Глядя на прошлое из нашего прекрасного европейского настоящего, мы можем подумать, что предлагаемая тема интересна, только чтобы вспомнить о канувших в Лету цивилизациях и ценностях, об эпохе экзальтированной веры, паломничеств и крестовых походов. Ведь мы живем в мире, в котором религия и церковь, согласно нескольким (не всем) европейским конституциям, включая российскую, отделены от государства. В истории искусства, если понимать ее широко, исторически непредвзято, всё немного сложнее. Конечно, ни иконопись, ни драгоценные реликварии, ни церковное зодчество не назовешь столбовой дорогой искусства Европы последних двух столетий. Однако Николай I сделал-таки одним из символов Санкт-Петербурга Исаакиевский собор, лучшие русские художники XIX – начала XX века расписывали церкви. Фрески Михаила Нестерова в храме Св. Александра Невского в грузинском селе Абастумани (1899–1904) были написаны по заказу императорской семьи. Франция, чтобы загладить «грехи» Парижской коммуны, построила на вершине холма Мучеников, Монмартра, на месте легендарного мученичества св. Дионисия, масштабную базилику Святого Сердца. Несмотря на неприязнь многих парижан (ибо грехи значились не только за коммуной) Сакре-Кёр стала вертикальной и, следовательно, смысловой доминантой Парижа. По тому же пути, и тоже чтобы извиниться перед небом за пролитую кровь и беспорядки, пошла богатая Барселона, поручив Антони Гауди создать искупительный храм Святого Семейства, Саграда Фамилия. Подчеркну, именно искупительный храм, не собор и не приходскую церковь. Эта невероятно новаторская и одновременно невероятно «средневековая» церковь строится по сей день и безусловно является одним из символов Испании.

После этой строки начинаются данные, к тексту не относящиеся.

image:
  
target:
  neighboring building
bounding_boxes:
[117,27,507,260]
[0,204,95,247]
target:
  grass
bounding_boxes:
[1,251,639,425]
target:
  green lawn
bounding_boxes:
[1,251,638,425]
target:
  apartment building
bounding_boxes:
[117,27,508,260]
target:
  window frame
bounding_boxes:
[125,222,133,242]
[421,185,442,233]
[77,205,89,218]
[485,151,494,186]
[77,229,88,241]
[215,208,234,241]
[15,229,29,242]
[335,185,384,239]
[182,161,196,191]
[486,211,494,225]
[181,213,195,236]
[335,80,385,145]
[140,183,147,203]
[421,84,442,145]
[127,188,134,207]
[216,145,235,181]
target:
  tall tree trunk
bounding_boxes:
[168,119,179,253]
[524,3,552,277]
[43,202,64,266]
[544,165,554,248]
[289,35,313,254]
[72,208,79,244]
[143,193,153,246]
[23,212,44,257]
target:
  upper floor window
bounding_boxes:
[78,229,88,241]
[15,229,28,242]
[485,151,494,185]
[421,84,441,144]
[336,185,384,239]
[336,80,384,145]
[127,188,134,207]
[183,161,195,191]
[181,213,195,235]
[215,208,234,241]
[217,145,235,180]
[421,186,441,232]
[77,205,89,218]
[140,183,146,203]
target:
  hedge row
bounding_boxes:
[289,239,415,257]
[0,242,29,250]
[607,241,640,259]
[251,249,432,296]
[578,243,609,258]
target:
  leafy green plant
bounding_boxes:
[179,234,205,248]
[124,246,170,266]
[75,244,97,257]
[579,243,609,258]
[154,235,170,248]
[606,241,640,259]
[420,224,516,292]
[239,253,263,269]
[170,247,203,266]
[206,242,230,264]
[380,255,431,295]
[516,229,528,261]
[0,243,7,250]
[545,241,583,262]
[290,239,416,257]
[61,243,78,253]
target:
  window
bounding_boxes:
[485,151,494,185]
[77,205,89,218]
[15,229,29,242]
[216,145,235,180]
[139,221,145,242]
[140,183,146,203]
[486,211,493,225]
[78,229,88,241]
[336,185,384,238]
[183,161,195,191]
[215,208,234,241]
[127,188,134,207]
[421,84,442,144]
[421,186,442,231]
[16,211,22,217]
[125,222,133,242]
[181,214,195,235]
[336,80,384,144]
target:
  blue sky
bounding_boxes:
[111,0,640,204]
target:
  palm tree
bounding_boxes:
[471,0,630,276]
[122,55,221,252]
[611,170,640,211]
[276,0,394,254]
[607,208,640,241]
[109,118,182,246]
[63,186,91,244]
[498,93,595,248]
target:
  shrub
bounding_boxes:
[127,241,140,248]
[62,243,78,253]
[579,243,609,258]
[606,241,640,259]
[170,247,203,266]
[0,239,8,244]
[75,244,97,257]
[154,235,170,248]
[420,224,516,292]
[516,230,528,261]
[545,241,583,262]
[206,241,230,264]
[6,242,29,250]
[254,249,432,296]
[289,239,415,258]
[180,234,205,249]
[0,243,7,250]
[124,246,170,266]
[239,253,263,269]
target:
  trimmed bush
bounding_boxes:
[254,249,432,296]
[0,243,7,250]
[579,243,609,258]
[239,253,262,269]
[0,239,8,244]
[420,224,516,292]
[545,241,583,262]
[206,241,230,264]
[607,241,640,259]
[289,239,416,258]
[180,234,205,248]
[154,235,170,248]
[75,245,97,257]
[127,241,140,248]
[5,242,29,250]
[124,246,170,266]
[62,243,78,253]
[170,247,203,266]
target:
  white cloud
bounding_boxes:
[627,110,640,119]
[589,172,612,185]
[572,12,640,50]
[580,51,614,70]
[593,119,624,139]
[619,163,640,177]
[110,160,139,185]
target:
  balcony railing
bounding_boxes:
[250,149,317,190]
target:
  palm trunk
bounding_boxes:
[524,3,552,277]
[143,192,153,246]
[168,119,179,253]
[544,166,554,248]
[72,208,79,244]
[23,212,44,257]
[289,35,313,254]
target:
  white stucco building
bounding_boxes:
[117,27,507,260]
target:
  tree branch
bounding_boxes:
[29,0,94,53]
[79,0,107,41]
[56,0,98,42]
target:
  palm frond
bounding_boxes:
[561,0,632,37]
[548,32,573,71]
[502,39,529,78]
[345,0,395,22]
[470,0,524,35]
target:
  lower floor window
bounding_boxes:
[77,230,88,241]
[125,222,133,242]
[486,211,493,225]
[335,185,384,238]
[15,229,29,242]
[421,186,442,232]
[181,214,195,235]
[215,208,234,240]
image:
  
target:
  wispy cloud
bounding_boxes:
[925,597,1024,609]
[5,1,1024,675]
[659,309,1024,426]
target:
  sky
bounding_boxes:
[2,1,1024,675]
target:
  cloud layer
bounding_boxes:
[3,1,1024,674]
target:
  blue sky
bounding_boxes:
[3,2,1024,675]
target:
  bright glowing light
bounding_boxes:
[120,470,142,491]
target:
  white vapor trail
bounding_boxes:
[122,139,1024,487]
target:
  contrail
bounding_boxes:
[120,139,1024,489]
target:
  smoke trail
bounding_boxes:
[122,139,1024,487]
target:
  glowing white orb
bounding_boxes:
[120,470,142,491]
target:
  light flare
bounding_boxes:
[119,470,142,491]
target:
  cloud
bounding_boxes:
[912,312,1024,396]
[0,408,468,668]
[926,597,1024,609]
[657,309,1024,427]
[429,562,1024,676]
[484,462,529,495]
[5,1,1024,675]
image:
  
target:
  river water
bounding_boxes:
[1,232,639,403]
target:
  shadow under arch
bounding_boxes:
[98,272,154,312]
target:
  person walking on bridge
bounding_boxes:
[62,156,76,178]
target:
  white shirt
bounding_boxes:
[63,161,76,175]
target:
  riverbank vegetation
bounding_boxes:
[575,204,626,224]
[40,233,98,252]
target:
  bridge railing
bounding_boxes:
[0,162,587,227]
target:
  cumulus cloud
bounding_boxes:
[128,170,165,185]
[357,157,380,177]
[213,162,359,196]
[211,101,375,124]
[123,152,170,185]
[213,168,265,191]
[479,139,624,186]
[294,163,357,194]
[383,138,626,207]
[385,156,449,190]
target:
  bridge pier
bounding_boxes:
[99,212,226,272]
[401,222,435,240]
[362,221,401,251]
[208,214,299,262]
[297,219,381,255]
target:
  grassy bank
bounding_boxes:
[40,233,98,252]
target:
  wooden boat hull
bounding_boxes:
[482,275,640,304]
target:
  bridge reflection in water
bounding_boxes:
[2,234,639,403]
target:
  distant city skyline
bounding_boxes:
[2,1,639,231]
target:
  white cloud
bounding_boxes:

В XX столетии каждый второй крупный художник брался за религиозные темы, иногда в личном поиске, для себя или для «вечности», иногда выполняя заказ религиозной организации. Жоржа Руо можно считать христианским художником. Марк Шагал иллюстрировал Библию, создал серию масштабных полотен на библейские сюжеты, хранящихся сегодня в музее его имени в Ницце, выполнял заказы как для готических соборов, так и для синагоги. Его витражи украшают центральную заалтарную капеллу Реймсского собора (илл. 110). Их «инаугурация» в 1974 году в присутствии советского посла стала настоящим историческим событием: самый знаменитый еврейский художник, оставивший Россию после Революции, украсил важнейший для истории Франции христианский храм.